After the text is chosen, I’ll begin reading. First, I’ll read several different introductions to the book. These help me get an idea and context before getting into the text itself.
I’m a big fan of study Bibles – especially those edited by great theologians. I’ll usually begin by reading the introduction found in the ESV Study Bible since I find it the most thorough. Likewise, I’ll read from The MacArthur Study Bible as well as The Reformation Study Bible. I also have a few a Bible handbooks that I may read. These help me get my mind prepared. You might say that they help me get my interpreting “eyeglasses” on in order that I may “see” what I am reading.
More than often, I follow up with some quick research when it is needed. For example, the book of Titus was written for him to read while he was in Crete, an island in the Mediterranean Sea. I didn’t know much about Crete, so I looked it up in a Bible Dictionary and Bible Encyclopedia. I also found it in a map to help me get an idea of where it was in relation to Jerusalem, Rome, Corinth and a few other places with which I was more familiar. Likewise, if an introduction made reference to some theological terms and subjects that I was not well acquainted with, I would turn again to the dictionary and encyclopedia as well as some theological resources.
After I felt comfortable with what I knew about the context of the book, I began reading the book itself. This is where it gets tricky. The best thing to do is to read the entire book. However, if you have chosen a rather lengthy book like Romans, this may not be ideal. It could take you more than a few hours to get through it. So, I break a book down into pieces if I have to.
I do this by first scanning the book and reading the subtitles (often added in Study Bibles) which serve as a kind of summary for the text that follows it. By doing this, I am surveying the book and getting to know its flow and how it is divided. Paul, generally moves from argument to argument with most of them leading to the next. So, I can divide a larger book into little argument essays. Look at how the paragraphs and chapters are divided up. They are often great indicators.
For smaller books in the Bible, it is not necessary to divide. Books like Titus and James are relatively short. You can read the entire book in 30-40 minutes depending on your reading speed. The goal with having smaller sections to read is because I like to read them over and over each day. So, if I’ve chosen James, I would read all of the book every day before I did anything else. If I’ve chosen Romans, I would read the first 3-5 chapters the same way.

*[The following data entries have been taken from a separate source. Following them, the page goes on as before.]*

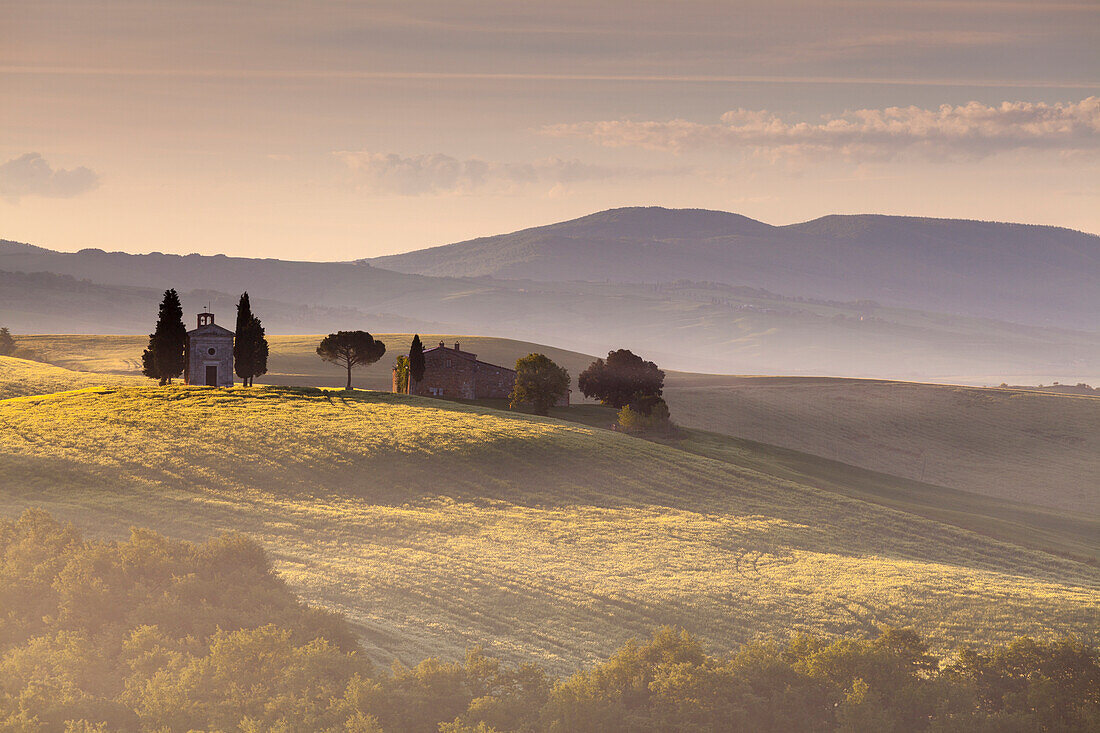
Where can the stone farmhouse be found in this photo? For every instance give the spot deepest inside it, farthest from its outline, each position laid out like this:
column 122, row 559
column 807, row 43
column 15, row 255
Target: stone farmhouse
column 208, row 356
column 458, row 374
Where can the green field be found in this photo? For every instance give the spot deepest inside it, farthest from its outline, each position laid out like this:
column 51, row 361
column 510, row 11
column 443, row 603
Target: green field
column 1013, row 445
column 436, row 526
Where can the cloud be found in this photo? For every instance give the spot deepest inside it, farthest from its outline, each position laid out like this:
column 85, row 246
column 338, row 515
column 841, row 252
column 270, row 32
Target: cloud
column 31, row 175
column 436, row 173
column 971, row 130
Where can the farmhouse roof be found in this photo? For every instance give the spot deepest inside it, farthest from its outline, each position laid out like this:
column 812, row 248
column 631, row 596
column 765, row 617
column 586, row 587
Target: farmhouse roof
column 465, row 354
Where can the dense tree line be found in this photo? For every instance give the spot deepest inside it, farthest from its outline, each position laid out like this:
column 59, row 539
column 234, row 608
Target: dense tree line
column 164, row 358
column 154, row 634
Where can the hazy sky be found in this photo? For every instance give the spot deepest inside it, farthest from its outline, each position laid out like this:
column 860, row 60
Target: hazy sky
column 337, row 130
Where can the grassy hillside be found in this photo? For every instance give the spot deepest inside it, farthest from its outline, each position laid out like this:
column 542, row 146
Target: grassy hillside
column 1015, row 445
column 20, row 376
column 437, row 525
column 1010, row 444
column 1030, row 274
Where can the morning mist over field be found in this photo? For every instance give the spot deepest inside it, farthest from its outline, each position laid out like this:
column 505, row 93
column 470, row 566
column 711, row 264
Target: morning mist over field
column 529, row 368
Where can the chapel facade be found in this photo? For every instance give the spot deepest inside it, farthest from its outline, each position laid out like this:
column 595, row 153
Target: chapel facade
column 208, row 357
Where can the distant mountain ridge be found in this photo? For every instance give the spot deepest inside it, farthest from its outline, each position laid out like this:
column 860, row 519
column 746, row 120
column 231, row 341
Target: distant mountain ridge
column 1026, row 273
column 810, row 303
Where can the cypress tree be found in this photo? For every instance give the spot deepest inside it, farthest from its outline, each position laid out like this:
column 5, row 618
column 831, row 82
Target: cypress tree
column 7, row 343
column 164, row 359
column 416, row 359
column 242, row 340
column 250, row 347
column 259, row 349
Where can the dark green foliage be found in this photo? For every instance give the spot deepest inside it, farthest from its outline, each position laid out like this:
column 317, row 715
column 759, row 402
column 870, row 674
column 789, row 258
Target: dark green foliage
column 164, row 359
column 646, row 414
column 351, row 349
column 622, row 379
column 250, row 347
column 416, row 359
column 539, row 382
column 153, row 634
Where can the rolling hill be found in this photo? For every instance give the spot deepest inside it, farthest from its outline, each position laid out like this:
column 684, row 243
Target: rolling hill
column 1029, row 274
column 20, row 378
column 688, row 325
column 436, row 526
column 1014, row 445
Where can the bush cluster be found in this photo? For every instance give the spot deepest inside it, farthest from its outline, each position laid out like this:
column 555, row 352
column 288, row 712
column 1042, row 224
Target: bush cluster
column 153, row 634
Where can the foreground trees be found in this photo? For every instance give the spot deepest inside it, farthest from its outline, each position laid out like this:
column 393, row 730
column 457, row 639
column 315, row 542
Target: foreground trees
column 250, row 346
column 155, row 634
column 622, row 379
column 164, row 359
column 350, row 349
column 539, row 382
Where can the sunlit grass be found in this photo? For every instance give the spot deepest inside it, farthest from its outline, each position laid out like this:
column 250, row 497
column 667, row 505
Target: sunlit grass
column 436, row 526
column 20, row 376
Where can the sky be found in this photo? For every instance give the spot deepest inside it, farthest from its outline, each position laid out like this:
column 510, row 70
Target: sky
column 331, row 130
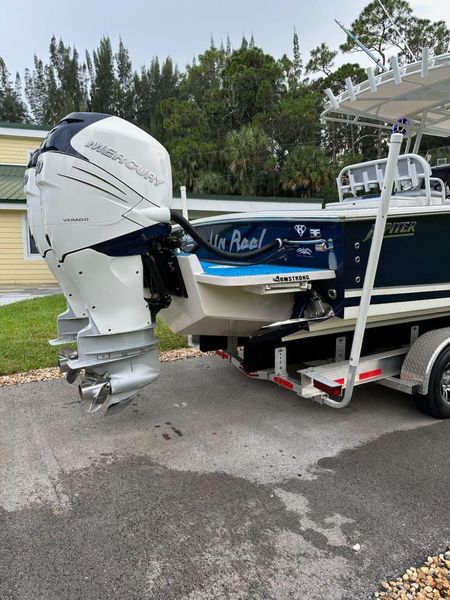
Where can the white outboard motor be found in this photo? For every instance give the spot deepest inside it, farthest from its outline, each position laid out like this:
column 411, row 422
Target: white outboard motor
column 75, row 317
column 105, row 189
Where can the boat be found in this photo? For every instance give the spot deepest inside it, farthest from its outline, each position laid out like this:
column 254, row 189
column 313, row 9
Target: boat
column 293, row 277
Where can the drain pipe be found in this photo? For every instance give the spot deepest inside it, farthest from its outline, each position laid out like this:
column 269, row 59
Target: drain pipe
column 184, row 211
column 371, row 270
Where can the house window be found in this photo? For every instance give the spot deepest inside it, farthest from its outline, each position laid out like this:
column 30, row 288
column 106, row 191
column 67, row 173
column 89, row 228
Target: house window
column 30, row 248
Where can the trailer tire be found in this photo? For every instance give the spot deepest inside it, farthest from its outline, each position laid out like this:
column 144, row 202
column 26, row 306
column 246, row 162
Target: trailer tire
column 437, row 401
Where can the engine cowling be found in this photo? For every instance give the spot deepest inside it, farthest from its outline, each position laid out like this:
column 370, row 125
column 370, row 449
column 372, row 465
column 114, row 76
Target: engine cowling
column 105, row 190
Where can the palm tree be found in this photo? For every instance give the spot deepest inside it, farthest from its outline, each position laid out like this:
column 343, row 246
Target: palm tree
column 305, row 170
column 246, row 152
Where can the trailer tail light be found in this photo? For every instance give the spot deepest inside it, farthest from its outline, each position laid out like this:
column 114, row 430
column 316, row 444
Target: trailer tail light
column 283, row 382
column 369, row 374
column 330, row 387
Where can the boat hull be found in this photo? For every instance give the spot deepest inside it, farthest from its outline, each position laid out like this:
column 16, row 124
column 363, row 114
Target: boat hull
column 413, row 276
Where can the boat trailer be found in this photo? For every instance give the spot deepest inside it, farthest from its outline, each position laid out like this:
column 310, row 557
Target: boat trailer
column 420, row 369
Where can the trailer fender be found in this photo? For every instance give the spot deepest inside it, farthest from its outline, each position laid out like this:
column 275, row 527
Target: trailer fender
column 422, row 356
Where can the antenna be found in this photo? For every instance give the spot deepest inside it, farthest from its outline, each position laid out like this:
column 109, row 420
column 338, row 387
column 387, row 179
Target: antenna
column 362, row 46
column 397, row 30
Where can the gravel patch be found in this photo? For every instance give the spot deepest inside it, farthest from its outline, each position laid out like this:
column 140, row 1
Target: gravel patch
column 54, row 372
column 431, row 581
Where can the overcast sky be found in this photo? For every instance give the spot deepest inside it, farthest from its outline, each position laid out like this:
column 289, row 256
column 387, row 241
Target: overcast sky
column 179, row 28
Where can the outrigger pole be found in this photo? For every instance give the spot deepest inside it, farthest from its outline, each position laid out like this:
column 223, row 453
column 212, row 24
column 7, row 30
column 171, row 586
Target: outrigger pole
column 362, row 46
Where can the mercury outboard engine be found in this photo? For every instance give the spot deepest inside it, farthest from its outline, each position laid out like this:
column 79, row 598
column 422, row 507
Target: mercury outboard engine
column 99, row 193
column 105, row 187
column 74, row 318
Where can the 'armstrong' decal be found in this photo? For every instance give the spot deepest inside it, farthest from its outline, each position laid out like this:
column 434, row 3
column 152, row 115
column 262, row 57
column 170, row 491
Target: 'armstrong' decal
column 290, row 278
column 396, row 229
column 113, row 154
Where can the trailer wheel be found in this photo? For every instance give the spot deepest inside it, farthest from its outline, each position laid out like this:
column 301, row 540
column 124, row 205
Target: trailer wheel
column 437, row 401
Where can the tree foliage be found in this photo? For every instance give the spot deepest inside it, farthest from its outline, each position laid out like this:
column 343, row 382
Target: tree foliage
column 235, row 120
column 12, row 107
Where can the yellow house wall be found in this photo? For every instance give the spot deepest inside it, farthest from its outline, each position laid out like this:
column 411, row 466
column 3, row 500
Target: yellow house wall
column 14, row 150
column 15, row 268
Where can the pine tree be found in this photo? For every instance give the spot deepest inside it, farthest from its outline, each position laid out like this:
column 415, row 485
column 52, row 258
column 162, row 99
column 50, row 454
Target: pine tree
column 125, row 92
column 12, row 107
column 228, row 48
column 297, row 63
column 103, row 79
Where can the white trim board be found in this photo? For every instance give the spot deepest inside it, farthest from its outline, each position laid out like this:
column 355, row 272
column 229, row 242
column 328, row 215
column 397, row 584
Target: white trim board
column 29, row 133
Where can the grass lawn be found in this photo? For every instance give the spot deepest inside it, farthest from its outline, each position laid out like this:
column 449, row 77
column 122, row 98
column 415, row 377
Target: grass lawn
column 26, row 327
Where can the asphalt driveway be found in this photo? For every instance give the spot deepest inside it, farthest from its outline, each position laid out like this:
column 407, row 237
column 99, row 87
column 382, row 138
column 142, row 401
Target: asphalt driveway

This step is not one to rush to quickly through. Although it doesn’t sound all that important in comparison to interpretation, it will likely set the most firmest foundation in your study. An important rule of Bible study is that we should let Scripture interpret Scripture. This means that almost all of the time, the Bible will teach you what the Bible says. So, when I am reading a passage that doesn’t always seem clear to me, the chapter after it might clear it all up.
Think of it like some of these more complex movies we have today. The first time you watch it, you miss so much stuff or don’t quite understand many of things that are happening because there is a great reveal at the end of it. The second time you watch it, you start to pick up on those things. The third time, you find even more. The fourth and fifth get even better. Before long, you have found so much in the text and you haven’t even began to interpret it!
The question is then, how long should you read the text? I read it until I can remember where things are. I’m not real good at memorizing verse numbers, but I do get a good picture in my head of where something is. So, ask me about Paul thoughts on the qualifications of pastors and I’ll tell you Titus, first page on the middle left. May not help you all that much unless you use the same Bible as me, but I really helps me and that is the goal – to get familiar with the Bible and hide it in our heart.
After I’m a bit familiar with the book (or section of the book), I’ll start interpreting. Still, I rarely stop reading the book this way even when I’ve began the interpretation process.
Also, while I’m reading a book, I find audio versions of the book and listen to them in my car and sometimes at work. Reading is about intake. We can soak in the Bible through many different ways. The more ways we take it in, the more we will be familiar with the text.